現在、スマートフォンや液晶テレビ、有機ELテレビなどのガラス基板には、画像を制御する電極として無機材料のITOが広く使われている。しかし、構成元素のインジウムは希少金属(レアメタル)で、将来的な調達や価格面に改善の余地があります。さらにITOの成膜には真空装置が必要なため、製造コストを高めている。一方、有機材料は一般に安価な原料から容易に化学合成できる上、無機材料に比べて屈曲性が高いため、タッチパネルなどに用いた時に衝撃に強く、製品形状の自由度も高くなる。また、PEDOTの成膜は常温で、真空装置も不要です(通常の圧力環境で成膜可能)。しかし、これまでのPEDOTの導電性は、同程度の光透過率を持つITOに比べて一般的に1~2桁低いものあった。
今回、多孔質層を持つガラス(HNLガラス)を用いてPSSを不要にすることで、導電性を従来のものに比べて約4倍に向上させました(同じ光透過率で比較した場合)。今後、成膜技術の改良で導電性をITO並みに高めていく。

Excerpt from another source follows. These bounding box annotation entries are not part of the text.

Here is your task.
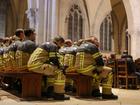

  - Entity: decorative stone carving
[26,8,38,28]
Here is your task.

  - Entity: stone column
[123,0,140,59]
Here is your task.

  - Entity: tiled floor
[0,89,140,105]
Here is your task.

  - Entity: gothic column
[123,0,140,59]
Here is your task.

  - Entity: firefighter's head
[24,28,36,41]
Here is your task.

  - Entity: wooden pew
[66,72,93,97]
[0,71,42,98]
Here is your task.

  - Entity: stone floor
[0,89,140,105]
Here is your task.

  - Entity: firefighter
[63,39,77,92]
[15,29,36,71]
[75,37,118,99]
[28,36,69,100]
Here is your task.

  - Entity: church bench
[66,72,93,97]
[0,71,42,98]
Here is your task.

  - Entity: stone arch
[59,0,89,38]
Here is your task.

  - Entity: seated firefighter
[75,37,118,99]
[15,29,36,71]
[62,39,77,92]
[121,50,136,74]
[28,36,69,100]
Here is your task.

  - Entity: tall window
[68,5,83,41]
[0,0,7,37]
[100,15,112,51]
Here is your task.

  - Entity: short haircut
[15,29,24,37]
[24,28,35,37]
[53,35,65,43]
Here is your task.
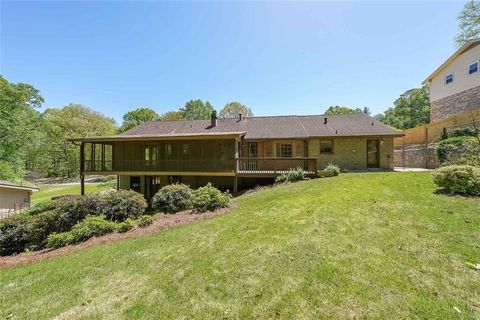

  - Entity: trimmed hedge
[0,191,147,256]
[433,165,480,196]
[275,167,305,183]
[192,183,232,213]
[152,184,192,213]
[99,190,148,222]
[435,136,480,166]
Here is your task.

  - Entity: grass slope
[32,182,112,204]
[0,172,480,319]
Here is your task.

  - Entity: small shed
[0,180,38,218]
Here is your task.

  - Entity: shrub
[100,190,147,222]
[152,184,192,213]
[323,163,340,176]
[435,136,480,166]
[0,215,30,256]
[27,210,60,250]
[25,200,62,215]
[433,165,480,196]
[47,231,74,249]
[192,183,232,212]
[117,218,135,232]
[71,215,116,243]
[137,215,153,228]
[275,167,305,183]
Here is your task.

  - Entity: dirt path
[0,207,232,269]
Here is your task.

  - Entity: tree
[118,108,160,133]
[219,102,253,118]
[43,104,116,177]
[375,86,430,130]
[325,106,362,115]
[0,76,43,180]
[160,111,185,120]
[180,99,215,120]
[455,0,480,47]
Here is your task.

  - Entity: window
[280,144,292,158]
[320,141,333,153]
[166,143,173,156]
[445,73,453,84]
[182,143,190,156]
[468,61,478,74]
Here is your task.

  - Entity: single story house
[72,112,402,199]
[0,180,38,217]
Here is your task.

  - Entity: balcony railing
[236,157,317,176]
[84,157,317,176]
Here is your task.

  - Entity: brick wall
[308,138,393,170]
[430,86,480,122]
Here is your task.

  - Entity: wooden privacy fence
[394,108,480,147]
[394,108,480,168]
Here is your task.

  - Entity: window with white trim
[445,73,453,84]
[468,61,478,74]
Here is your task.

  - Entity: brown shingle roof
[119,113,401,139]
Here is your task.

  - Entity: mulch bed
[0,207,232,269]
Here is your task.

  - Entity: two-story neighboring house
[423,39,480,122]
[74,113,402,199]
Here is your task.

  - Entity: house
[72,112,401,199]
[0,180,38,217]
[423,39,480,122]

※1 HNLガラス:Hierarchically Nano-porous Layerの略称。
2014年に独自開発し、超親水性、防曇(ぼうどん)性・防汚性、低反射性といった特性を持つ
※2 PEDOT:Poly(3,4-EthyleneDiOxyThiophene)の略称。導電性高分子の一種で、透明性、安定性に優れ、広く使用されている。